MTI Journey: Is Simple Better?
Gear Review: MTI Journey PFD
This review is the first in a series of articles testing and reviewing a selection of MTI PFDs suitable for stand up paddling.
I was prepared to not like the MTI Journey PFD. The thing looked like one of those clumsy life vests your instructors make you put on during a school trip. You know, those ugly, bright-orange things? Horrible to wear and even more horrible to move around in. Any kid with an ounce of pride fought putting one of those things on.
The Journey has other things wrong with it. No pockets. Who makes a PFD without pockets? In this age of portable electronics, how could anyone make a PFD without pockets? Where the hell was I supposed to put my phone, my camera, or my Hammer gels, or Clif Bar? And then there’s the distribution of the floaty material. Most PFDs have it concentrated in the front so if you’re tossed into the water you tend to float face up. This one is evenly distributed, so you bob up and down like a cork. It felt like a kevlar vest, but without the kevlar. Not only that, the darn thing doesn’t have all those cool adjustment straps, just two cinching straps on each side. No loops for carabiners either. Plus it’s… well, it’s that ugly orange.

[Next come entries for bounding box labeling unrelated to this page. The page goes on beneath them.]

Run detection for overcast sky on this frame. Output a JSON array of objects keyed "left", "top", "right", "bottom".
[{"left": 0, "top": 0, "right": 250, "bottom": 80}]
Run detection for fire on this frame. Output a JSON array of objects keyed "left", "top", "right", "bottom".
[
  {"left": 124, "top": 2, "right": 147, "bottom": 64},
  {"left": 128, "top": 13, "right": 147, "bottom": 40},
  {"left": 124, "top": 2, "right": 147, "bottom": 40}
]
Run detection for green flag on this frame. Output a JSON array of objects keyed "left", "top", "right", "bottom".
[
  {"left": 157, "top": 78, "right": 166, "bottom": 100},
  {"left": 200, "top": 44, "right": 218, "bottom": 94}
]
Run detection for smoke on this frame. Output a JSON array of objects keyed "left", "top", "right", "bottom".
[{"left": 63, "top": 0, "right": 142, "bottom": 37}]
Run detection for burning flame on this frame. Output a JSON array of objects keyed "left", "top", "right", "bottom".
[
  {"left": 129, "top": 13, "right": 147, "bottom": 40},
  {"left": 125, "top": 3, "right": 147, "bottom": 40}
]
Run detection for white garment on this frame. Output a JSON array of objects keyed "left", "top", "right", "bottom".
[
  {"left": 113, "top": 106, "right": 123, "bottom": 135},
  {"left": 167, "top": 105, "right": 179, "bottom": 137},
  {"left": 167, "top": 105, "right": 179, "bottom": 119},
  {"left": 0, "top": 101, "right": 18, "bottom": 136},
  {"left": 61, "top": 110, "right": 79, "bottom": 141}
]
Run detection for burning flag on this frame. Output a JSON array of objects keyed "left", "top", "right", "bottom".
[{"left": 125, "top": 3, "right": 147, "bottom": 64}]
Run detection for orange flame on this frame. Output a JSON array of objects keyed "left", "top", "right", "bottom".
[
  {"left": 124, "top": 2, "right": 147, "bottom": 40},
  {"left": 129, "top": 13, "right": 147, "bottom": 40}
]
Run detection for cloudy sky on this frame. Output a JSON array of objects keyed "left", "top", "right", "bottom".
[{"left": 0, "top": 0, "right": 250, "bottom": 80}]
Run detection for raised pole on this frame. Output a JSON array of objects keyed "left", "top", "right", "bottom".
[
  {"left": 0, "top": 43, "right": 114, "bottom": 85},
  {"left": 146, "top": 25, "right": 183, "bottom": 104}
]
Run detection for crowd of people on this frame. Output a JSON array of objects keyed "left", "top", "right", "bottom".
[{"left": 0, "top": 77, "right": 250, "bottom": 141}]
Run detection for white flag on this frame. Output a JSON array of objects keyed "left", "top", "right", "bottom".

Simple design but easy to wear.
I tried it on anyway. It was a freakishly warm day in February (60ºF!), and I was going on a paddle with a friend. My personal safety rule is that if the water is hypothermia-level cold I wear a full PFD. I don’t screw around with safety like that. Cold water can shock your body terribly, and today the water was about 35ºF — dangerously cold. So I put the MTI Journey on and my gear went in a waist pack.

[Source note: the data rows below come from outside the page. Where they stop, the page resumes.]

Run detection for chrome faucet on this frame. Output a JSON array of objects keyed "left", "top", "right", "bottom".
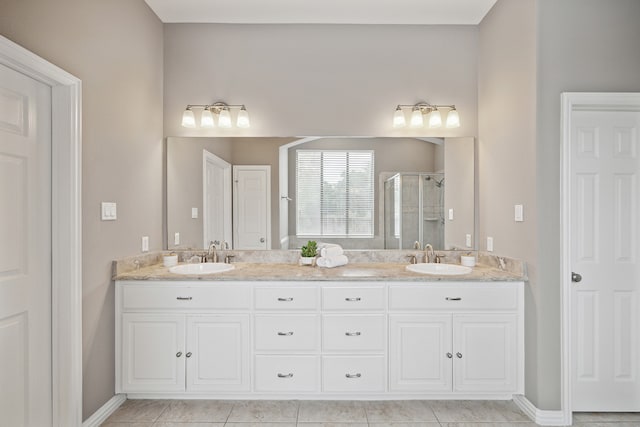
[
  {"left": 207, "top": 240, "right": 219, "bottom": 262},
  {"left": 424, "top": 243, "right": 436, "bottom": 262}
]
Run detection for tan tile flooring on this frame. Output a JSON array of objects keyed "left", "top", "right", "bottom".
[{"left": 102, "top": 400, "right": 640, "bottom": 427}]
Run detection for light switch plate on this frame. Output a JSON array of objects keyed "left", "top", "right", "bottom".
[
  {"left": 513, "top": 205, "right": 524, "bottom": 222},
  {"left": 100, "top": 202, "right": 118, "bottom": 221}
]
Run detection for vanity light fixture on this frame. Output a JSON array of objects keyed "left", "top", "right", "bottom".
[
  {"left": 393, "top": 102, "right": 460, "bottom": 129},
  {"left": 182, "top": 102, "right": 251, "bottom": 129}
]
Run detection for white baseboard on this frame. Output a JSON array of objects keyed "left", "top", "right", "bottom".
[
  {"left": 82, "top": 394, "right": 127, "bottom": 427},
  {"left": 513, "top": 394, "right": 567, "bottom": 426}
]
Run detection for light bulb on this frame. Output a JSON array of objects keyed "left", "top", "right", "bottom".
[
  {"left": 429, "top": 108, "right": 442, "bottom": 128},
  {"left": 409, "top": 107, "right": 424, "bottom": 128},
  {"left": 200, "top": 107, "right": 215, "bottom": 128},
  {"left": 446, "top": 108, "right": 460, "bottom": 128},
  {"left": 393, "top": 106, "right": 407, "bottom": 128},
  {"left": 218, "top": 108, "right": 231, "bottom": 128},
  {"left": 236, "top": 105, "right": 251, "bottom": 128},
  {"left": 182, "top": 108, "right": 196, "bottom": 128}
]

Like all SUPers, I don’t like wearing a PFD. They rub against your arms. They get in the way of your paddle strokes. Except this one didn’t really. I actually forgot about the PFD. Even when I started paying attention to it, it wasn’t bothering me. I never had a PFD that felt so organic. Most PFD’s feel a bit like bits of plate mail, but this was more like a thick sweatshirt. I’m sure it helped that I was wearing a wetsuit, but this felt very different than other PFDs.

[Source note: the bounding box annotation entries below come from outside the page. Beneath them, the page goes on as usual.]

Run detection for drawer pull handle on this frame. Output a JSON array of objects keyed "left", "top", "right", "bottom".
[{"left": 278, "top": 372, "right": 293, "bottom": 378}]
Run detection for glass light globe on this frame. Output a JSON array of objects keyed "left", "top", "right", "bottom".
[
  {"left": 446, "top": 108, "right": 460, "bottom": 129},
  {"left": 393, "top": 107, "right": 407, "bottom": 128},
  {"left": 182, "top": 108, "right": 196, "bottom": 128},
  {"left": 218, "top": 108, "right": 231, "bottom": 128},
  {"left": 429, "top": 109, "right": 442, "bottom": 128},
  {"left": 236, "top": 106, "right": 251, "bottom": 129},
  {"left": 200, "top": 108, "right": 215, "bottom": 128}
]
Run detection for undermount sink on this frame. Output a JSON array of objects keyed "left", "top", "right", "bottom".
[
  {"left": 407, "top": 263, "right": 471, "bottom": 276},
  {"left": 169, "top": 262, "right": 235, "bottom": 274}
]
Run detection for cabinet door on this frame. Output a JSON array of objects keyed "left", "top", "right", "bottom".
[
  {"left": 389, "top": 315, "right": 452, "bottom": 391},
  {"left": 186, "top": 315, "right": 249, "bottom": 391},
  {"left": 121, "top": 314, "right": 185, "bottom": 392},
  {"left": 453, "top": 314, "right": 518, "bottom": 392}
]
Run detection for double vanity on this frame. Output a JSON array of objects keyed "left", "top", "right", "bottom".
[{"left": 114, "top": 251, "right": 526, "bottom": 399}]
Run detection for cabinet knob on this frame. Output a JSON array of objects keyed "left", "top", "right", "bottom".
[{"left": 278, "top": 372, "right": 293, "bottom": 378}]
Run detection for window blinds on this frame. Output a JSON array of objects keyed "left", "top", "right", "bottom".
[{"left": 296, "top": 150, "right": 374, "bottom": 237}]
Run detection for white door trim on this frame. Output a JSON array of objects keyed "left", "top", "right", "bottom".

I let myself float in it once. The water was too cold for any real testing. It kept me up, so I declare that a success. (Maybe I’ll try that again in a few months.)
The MTI Journey is a low-budget PFD. It’s supposed to not have any frills or neat stuff. It’s a PFD to keep around when you need one, but maybe that’s it. I probably wouldn’t take this on an expedition (I need pockets!), but I’d be happy to loan it to a friend. This is also a great PFD for a quick run. And while that ugly orange is a fashion nightmare, it’s very visible from a distance. I wish my other PFDs were ugly, bright colors too. The better to see you.
So I did like the Journey. I didn’t expect to get fond of this orange thing, but I did. Maybe the Spartan design is meaningful in itself. Often a thing is better without a lot of bells and whistles. I have great admiration for simple, elegant designs like the VW Beetle or the Louisville Slugger or Teva sandals. These are things that work so well, and shouldn’t be mucked with. I might have to put the Journey on that list too.
MSRP – MTI Journey: $54.95
No doo-dads or special features, just flotation.